Mufti Dipenjara, Petani Menderita: Anjloknya Harga Jagung dan Diamnya Pemerintah

Portalmadani.com || Bima – Ketika harga jagung di Bima anjlok tajam hingga tak mencukupi ongkos produksi, yang ditangkap bukanlah penyebabnya, melainkan suara yang menjeritkan kenyataan pahit itu.
Mufti Alhakmatiar, mahasiswa semester enam Fakultas Hukum yang juga aktivis muda Desa Laju, dijatuhi vonis penjara selama satu tahun karena memimpin demonstrasi menuntut solusi atas kehancuran ekonomi petani jagung. Penjara untuk seorang mahasiswa hanya karena menyuarakan kepedihan rakyat adalah cermin betapa mudahnya hukum tunduk pada kepentingan kekuasaan dan alergi terhadap kritik.
Ironi ini menjadi luka dalam demokrasi lokal. Pemerintah Kota Bima dan Pemerintah Kabupaten Bima tampak abai, tidak hanya terhadap jatuhnya harga jagung tetapi juga terhadap krisis kepercayaan dan kemanusiaan. Padahal, sebagai daerah agraris, Bima seharusnya memiliki sistem proteksi terhadap hasil pertanian, bukan malah membiarkan harga ditentukan pasar yang dikuasai tengkulak dan korporasi besar.
Lebih tragis lagi, ketika suara petani dan mahasiswa dibungkam melalui proses hukum, pemerintah malah tetap diam, tidak memiliki tanggung jawab apa pun.
Konstitusi Republik Indonesia pasal 28E ayat (3) UUD 1945 menyatakan bahwa setiap orang berhak atas kebebasan berserikat, berkumpul, dan mengeluarkan pendapat. Sedangkan Pasal 28H menegaskan hak atas penghidupan yang layak. Dalam konteks ini, Mufti bukan kriminal. Ia adalah corong rakyat yang tak lagi mampu bersabar melihat ladangnya tak menghasilkan apa-apa selain utang dan penderitaan.
Ketika suara keadilan dibalas dengan jeruji, dan tangisan petani tak ditanggapi dengan kebijakan, maka instabilitas sosial bukan hanya mungkin terjadi, ia adalah keniscayaan.

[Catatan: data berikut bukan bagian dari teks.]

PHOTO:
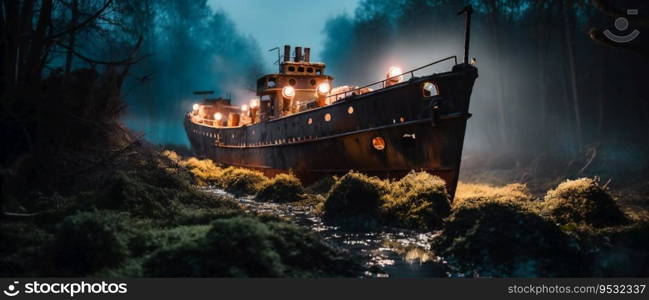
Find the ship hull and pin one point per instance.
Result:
(419, 133)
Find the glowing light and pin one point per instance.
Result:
(324, 88)
(396, 73)
(430, 89)
(288, 92)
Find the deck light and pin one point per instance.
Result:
(324, 88)
(430, 89)
(288, 91)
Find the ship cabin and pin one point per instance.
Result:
(300, 85)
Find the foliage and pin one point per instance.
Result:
(282, 188)
(90, 241)
(506, 239)
(247, 247)
(583, 201)
(418, 200)
(355, 194)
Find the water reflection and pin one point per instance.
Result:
(389, 252)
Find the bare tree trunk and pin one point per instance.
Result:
(501, 81)
(570, 51)
(71, 42)
(541, 39)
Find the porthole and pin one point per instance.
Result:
(429, 89)
(378, 143)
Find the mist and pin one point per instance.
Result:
(524, 103)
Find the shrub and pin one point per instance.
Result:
(240, 181)
(506, 239)
(282, 188)
(583, 201)
(621, 251)
(472, 193)
(245, 247)
(322, 186)
(90, 241)
(355, 194)
(418, 200)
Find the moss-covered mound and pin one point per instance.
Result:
(506, 239)
(322, 186)
(474, 193)
(241, 181)
(248, 247)
(281, 188)
(621, 251)
(90, 241)
(583, 201)
(355, 194)
(418, 200)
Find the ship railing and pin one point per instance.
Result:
(384, 83)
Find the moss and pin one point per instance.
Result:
(322, 186)
(248, 247)
(583, 201)
(355, 195)
(418, 200)
(506, 239)
(240, 181)
(471, 192)
(25, 250)
(282, 188)
(621, 251)
(90, 241)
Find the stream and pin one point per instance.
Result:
(388, 252)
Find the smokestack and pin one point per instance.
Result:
(298, 53)
(307, 54)
(287, 52)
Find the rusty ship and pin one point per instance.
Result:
(300, 123)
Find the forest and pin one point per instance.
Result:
(93, 91)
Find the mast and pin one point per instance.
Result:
(468, 11)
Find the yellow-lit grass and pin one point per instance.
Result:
(472, 193)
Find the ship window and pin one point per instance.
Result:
(429, 89)
(378, 143)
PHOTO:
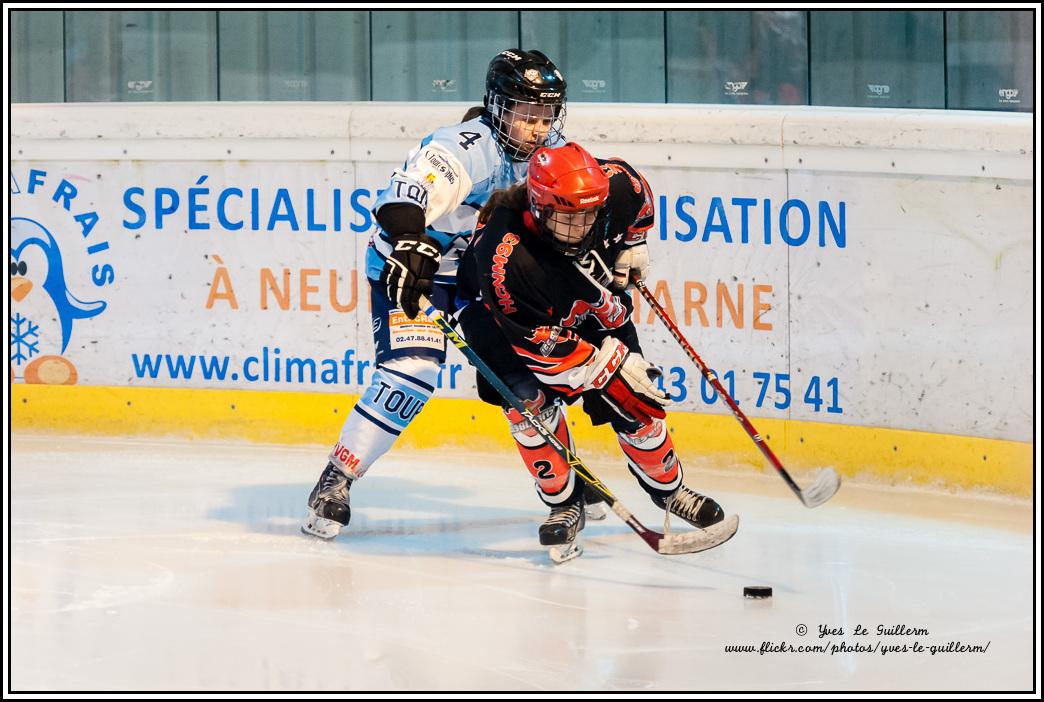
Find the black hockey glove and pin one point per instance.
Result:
(409, 271)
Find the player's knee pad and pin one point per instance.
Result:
(555, 481)
(651, 458)
(397, 393)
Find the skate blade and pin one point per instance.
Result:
(596, 512)
(693, 542)
(566, 552)
(321, 527)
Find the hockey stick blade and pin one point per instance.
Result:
(693, 542)
(827, 483)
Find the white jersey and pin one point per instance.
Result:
(450, 176)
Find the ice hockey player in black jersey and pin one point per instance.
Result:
(544, 280)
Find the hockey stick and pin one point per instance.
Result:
(828, 481)
(668, 544)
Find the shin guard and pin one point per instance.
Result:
(651, 458)
(555, 481)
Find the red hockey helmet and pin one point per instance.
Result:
(568, 191)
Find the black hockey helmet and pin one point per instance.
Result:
(517, 84)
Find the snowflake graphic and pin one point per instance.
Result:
(24, 342)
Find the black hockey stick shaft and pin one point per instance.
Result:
(712, 378)
(650, 537)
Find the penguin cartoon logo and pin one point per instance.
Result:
(37, 263)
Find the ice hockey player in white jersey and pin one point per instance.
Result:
(425, 217)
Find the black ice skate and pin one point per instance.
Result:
(700, 511)
(328, 508)
(560, 531)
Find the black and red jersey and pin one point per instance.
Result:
(553, 310)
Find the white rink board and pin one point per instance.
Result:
(928, 336)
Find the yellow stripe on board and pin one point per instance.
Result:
(313, 418)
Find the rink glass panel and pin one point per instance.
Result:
(140, 56)
(294, 55)
(437, 55)
(737, 57)
(989, 54)
(39, 75)
(974, 60)
(877, 60)
(607, 56)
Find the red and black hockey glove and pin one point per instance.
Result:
(627, 382)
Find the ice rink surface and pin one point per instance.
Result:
(179, 565)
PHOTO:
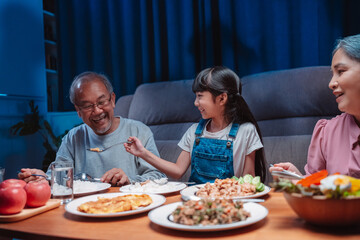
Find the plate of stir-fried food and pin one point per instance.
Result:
(114, 204)
(229, 188)
(208, 215)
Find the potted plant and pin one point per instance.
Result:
(33, 124)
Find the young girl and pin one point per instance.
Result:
(227, 140)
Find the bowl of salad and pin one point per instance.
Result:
(322, 199)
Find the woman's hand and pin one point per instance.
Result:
(134, 146)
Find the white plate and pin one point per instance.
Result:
(191, 191)
(72, 206)
(97, 187)
(161, 217)
(169, 187)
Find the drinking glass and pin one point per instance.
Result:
(62, 179)
(2, 172)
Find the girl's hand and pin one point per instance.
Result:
(134, 146)
(26, 175)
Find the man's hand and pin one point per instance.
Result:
(26, 175)
(115, 177)
(134, 146)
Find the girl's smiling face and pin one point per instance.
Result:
(345, 83)
(209, 106)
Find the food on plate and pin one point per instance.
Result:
(230, 187)
(335, 186)
(12, 199)
(210, 212)
(116, 204)
(38, 193)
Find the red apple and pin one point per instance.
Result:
(38, 193)
(12, 200)
(12, 183)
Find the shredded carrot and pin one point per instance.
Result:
(313, 178)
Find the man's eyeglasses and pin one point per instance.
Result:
(100, 104)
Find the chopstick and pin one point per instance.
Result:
(196, 198)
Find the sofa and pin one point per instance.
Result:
(286, 104)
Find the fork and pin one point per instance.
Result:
(96, 149)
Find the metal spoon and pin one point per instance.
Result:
(96, 149)
(39, 175)
(85, 177)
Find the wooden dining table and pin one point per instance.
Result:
(280, 223)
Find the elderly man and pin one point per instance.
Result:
(94, 100)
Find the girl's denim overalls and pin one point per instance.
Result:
(212, 158)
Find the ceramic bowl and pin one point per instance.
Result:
(326, 212)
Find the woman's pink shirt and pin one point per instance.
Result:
(331, 147)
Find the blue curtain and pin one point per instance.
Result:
(139, 41)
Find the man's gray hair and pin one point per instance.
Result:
(350, 45)
(88, 77)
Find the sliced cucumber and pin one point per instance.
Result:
(241, 180)
(235, 177)
(248, 178)
(260, 187)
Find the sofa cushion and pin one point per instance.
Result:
(170, 151)
(122, 106)
(164, 102)
(288, 95)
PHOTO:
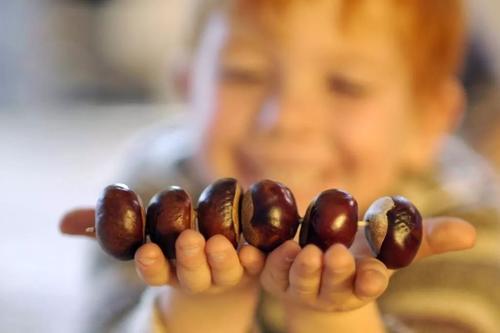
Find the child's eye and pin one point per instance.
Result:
(345, 86)
(243, 76)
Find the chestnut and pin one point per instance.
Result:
(332, 217)
(119, 221)
(169, 213)
(394, 230)
(219, 210)
(269, 215)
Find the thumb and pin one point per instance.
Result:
(445, 234)
(78, 222)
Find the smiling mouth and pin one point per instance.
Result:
(254, 167)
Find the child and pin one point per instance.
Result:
(356, 95)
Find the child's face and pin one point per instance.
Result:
(307, 103)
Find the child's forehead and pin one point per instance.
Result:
(272, 17)
(318, 25)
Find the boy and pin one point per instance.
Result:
(348, 94)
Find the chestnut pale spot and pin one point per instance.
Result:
(394, 230)
(376, 216)
(338, 223)
(269, 215)
(275, 217)
(218, 210)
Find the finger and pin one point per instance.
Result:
(445, 234)
(274, 277)
(151, 265)
(252, 259)
(193, 271)
(305, 273)
(338, 272)
(223, 260)
(372, 278)
(77, 222)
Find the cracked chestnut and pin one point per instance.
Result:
(219, 209)
(394, 230)
(332, 217)
(269, 215)
(119, 221)
(169, 213)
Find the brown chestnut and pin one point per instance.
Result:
(332, 217)
(219, 210)
(269, 215)
(169, 213)
(394, 230)
(119, 221)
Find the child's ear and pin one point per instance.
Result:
(441, 113)
(182, 81)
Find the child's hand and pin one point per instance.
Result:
(343, 280)
(201, 266)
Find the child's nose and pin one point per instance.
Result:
(288, 115)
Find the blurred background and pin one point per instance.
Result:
(79, 81)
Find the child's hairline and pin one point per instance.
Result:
(454, 63)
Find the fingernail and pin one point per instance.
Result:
(217, 256)
(190, 250)
(147, 261)
(291, 257)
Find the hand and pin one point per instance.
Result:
(344, 280)
(201, 266)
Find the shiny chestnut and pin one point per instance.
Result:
(119, 221)
(332, 217)
(269, 215)
(394, 230)
(169, 213)
(219, 210)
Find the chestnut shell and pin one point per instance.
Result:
(269, 215)
(332, 217)
(218, 210)
(169, 213)
(394, 230)
(119, 221)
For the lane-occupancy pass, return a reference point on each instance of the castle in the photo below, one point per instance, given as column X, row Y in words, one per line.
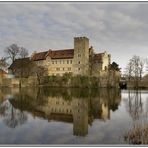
column 81, row 60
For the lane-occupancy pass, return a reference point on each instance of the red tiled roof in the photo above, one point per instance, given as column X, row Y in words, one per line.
column 54, row 54
column 39, row 56
column 18, row 63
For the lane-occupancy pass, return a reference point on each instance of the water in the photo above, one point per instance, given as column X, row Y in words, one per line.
column 69, row 116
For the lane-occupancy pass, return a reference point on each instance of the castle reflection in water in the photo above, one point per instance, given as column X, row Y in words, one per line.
column 77, row 106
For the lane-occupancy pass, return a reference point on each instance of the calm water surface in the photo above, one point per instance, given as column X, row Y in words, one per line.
column 69, row 116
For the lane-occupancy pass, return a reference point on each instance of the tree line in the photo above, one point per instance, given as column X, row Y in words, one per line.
column 135, row 69
column 25, row 68
column 11, row 53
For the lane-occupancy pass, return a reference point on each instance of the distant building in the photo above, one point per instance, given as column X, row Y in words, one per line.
column 80, row 60
column 3, row 74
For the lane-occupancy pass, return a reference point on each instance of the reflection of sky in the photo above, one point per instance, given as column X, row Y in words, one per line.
column 121, row 29
column 39, row 131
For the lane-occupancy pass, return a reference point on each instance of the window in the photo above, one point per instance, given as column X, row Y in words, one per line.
column 79, row 55
column 57, row 69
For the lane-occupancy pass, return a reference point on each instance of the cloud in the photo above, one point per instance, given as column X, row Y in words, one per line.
column 119, row 28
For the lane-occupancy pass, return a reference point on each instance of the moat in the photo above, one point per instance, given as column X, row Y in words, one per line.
column 70, row 116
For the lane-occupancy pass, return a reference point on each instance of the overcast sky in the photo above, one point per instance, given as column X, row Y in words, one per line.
column 121, row 29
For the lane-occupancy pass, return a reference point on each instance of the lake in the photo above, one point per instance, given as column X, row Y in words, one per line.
column 63, row 116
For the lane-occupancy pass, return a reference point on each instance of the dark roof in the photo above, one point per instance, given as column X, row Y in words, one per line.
column 39, row 56
column 17, row 63
column 62, row 54
column 54, row 54
column 98, row 57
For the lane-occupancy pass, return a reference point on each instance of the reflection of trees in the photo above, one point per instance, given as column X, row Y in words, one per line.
column 135, row 106
column 11, row 116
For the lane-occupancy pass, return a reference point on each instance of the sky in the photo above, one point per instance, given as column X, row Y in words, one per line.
column 120, row 28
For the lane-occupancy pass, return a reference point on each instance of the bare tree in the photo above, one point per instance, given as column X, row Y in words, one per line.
column 12, row 51
column 23, row 52
column 135, row 69
column 141, row 67
column 3, row 63
column 129, row 70
column 40, row 72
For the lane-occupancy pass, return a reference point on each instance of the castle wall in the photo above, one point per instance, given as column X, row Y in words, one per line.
column 81, row 56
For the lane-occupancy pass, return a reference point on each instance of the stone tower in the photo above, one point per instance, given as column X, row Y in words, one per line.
column 81, row 56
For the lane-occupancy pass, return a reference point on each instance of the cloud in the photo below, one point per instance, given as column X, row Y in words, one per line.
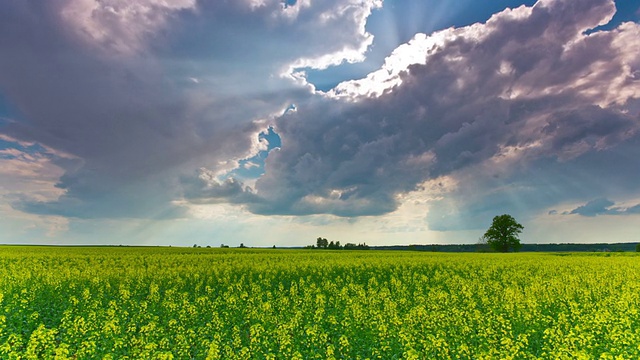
column 603, row 206
column 495, row 106
column 112, row 84
column 514, row 115
column 594, row 207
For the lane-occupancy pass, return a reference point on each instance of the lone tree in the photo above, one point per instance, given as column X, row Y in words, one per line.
column 503, row 233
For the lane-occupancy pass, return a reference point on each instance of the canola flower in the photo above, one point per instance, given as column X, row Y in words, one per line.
column 173, row 303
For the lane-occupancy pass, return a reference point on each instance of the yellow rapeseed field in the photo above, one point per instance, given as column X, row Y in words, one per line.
column 183, row 303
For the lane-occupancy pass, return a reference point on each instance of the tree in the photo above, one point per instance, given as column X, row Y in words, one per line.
column 503, row 233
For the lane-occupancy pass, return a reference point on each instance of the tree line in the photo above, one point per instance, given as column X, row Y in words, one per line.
column 323, row 243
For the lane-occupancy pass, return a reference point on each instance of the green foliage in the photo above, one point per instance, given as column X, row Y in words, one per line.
column 502, row 235
column 181, row 303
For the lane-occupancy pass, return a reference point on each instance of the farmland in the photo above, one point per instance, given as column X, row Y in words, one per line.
column 180, row 303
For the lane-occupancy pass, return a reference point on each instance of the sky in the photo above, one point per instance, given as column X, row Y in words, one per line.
column 270, row 122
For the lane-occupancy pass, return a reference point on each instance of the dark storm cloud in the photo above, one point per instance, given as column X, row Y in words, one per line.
column 144, row 92
column 490, row 106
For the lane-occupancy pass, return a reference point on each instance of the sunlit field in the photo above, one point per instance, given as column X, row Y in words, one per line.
column 182, row 303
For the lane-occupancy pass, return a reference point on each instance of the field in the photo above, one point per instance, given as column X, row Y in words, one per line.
column 181, row 303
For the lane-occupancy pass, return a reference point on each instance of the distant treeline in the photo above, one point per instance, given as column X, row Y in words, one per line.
column 525, row 247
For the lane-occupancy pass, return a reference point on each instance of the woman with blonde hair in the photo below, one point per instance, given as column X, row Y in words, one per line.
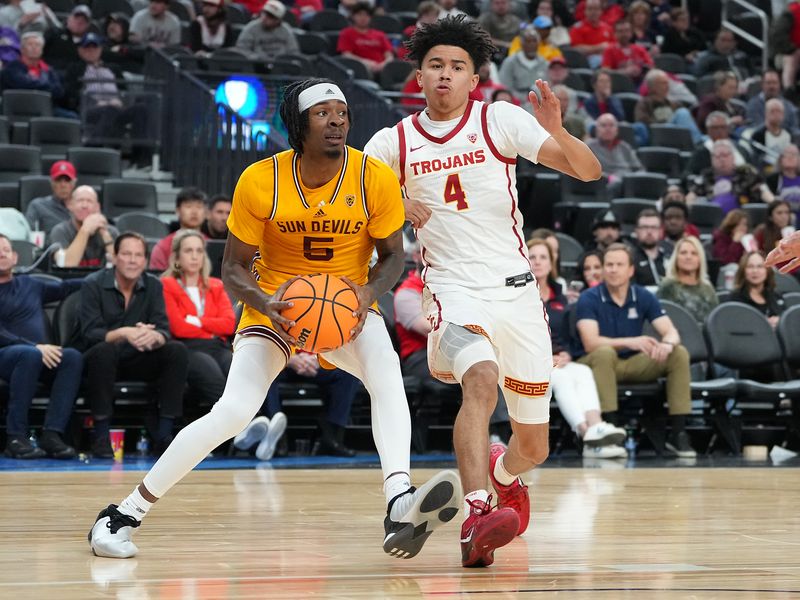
column 686, row 282
column 573, row 384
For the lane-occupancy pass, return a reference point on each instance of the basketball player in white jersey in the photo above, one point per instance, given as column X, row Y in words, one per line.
column 456, row 165
column 318, row 170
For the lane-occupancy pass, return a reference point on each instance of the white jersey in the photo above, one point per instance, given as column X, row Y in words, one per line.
column 464, row 171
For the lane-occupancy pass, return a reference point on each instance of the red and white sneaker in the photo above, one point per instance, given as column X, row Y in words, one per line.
column 513, row 496
column 484, row 531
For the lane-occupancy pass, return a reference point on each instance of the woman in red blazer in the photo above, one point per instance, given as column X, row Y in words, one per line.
column 200, row 314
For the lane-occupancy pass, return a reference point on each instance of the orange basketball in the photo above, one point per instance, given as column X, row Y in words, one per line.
column 322, row 312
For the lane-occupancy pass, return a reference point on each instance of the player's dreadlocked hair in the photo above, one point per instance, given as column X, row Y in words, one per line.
column 452, row 31
column 296, row 122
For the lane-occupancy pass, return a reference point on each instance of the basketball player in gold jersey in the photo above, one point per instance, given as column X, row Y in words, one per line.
column 321, row 207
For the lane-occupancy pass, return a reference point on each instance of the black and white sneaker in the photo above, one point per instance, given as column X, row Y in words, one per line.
column 423, row 510
column 111, row 534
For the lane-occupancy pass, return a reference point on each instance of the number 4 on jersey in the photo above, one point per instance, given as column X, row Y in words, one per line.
column 453, row 192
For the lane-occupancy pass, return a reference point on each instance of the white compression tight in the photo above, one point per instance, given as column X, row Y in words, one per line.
column 256, row 363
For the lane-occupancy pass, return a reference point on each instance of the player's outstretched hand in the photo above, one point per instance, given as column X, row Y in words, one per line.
column 273, row 307
column 547, row 110
column 787, row 249
column 365, row 299
column 416, row 212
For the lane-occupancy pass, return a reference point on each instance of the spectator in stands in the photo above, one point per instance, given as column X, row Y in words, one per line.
column 656, row 107
column 785, row 182
column 616, row 156
column 650, row 254
column 209, row 31
column 30, row 72
column 200, row 315
column 726, row 85
column 86, row 237
column 771, row 139
column 675, row 216
column 754, row 284
column 155, row 26
column 519, row 71
column 35, row 17
column 573, row 384
column 610, row 322
column 125, row 330
column 591, row 36
column 61, row 45
column 625, row 56
column 771, row 88
column 215, row 227
column 605, row 231
column 572, row 117
column 48, row 211
column 26, row 358
column 722, row 56
column 682, row 38
column 726, row 184
column 718, row 127
column 361, row 42
column 686, row 283
column 733, row 238
column 590, row 269
column 602, row 101
column 778, row 226
column 501, row 23
column 190, row 206
column 266, row 37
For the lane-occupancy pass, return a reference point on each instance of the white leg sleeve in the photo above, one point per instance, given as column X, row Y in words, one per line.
column 256, row 363
column 575, row 392
column 372, row 359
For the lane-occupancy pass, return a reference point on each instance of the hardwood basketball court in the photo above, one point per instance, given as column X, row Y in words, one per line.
column 268, row 533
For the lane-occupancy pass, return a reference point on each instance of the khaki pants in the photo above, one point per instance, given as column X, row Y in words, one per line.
column 608, row 369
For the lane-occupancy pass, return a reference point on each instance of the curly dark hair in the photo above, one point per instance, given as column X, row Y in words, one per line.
column 296, row 122
column 452, row 31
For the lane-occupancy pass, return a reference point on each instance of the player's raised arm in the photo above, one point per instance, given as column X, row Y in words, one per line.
column 562, row 151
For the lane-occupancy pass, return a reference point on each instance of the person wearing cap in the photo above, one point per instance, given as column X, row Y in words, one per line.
column 86, row 237
column 361, row 42
column 266, row 37
column 502, row 24
column 320, row 184
column 30, row 72
column 209, row 31
column 46, row 212
column 61, row 45
column 155, row 26
column 519, row 71
column 605, row 231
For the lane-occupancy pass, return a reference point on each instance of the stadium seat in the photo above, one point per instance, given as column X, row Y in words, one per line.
column 17, row 161
column 33, row 186
column 146, row 223
column 55, row 136
column 122, row 196
column 94, row 165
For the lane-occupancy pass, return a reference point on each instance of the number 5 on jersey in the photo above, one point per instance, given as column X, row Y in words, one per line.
column 453, row 192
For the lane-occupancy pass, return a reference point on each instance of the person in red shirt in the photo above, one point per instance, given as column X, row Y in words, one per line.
column 591, row 36
column 631, row 59
column 370, row 46
column 200, row 314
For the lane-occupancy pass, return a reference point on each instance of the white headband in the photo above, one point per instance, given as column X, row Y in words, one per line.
column 322, row 92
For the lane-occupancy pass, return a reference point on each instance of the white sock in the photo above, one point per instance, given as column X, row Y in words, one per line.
column 135, row 505
column 502, row 476
column 481, row 495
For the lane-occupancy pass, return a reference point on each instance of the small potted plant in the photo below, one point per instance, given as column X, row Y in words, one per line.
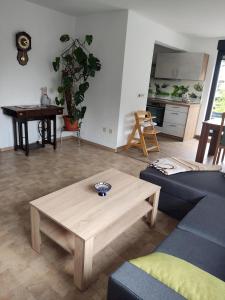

Pemerintah tidak boleh bermain-main dengan amarah rakyat kecil. Sebab ketidakadilan yang terus menumpuk bisa meledak menjadi gelombang perlawanan yang lebih besar.
Sudah saatnya Pemkot dan Pemkab Bima keluar dari zona nyaman. Tidak cukup hanya dengan imbauan dan seremonial, mereka harus hadir dengan kebijakan konkret.
Penetapan harga dasar jagung, pendirian BUMD pertanian yang menyerap hasil panen petani, jaminan distribusi pupuk dan benih yang adil, serta penguatan regulasi agar petani tidak lagi menjadi korban pasar bebas yang tak berbelas kasih akan menjadi solusi terbaik terhadap anjloknya harga jagung.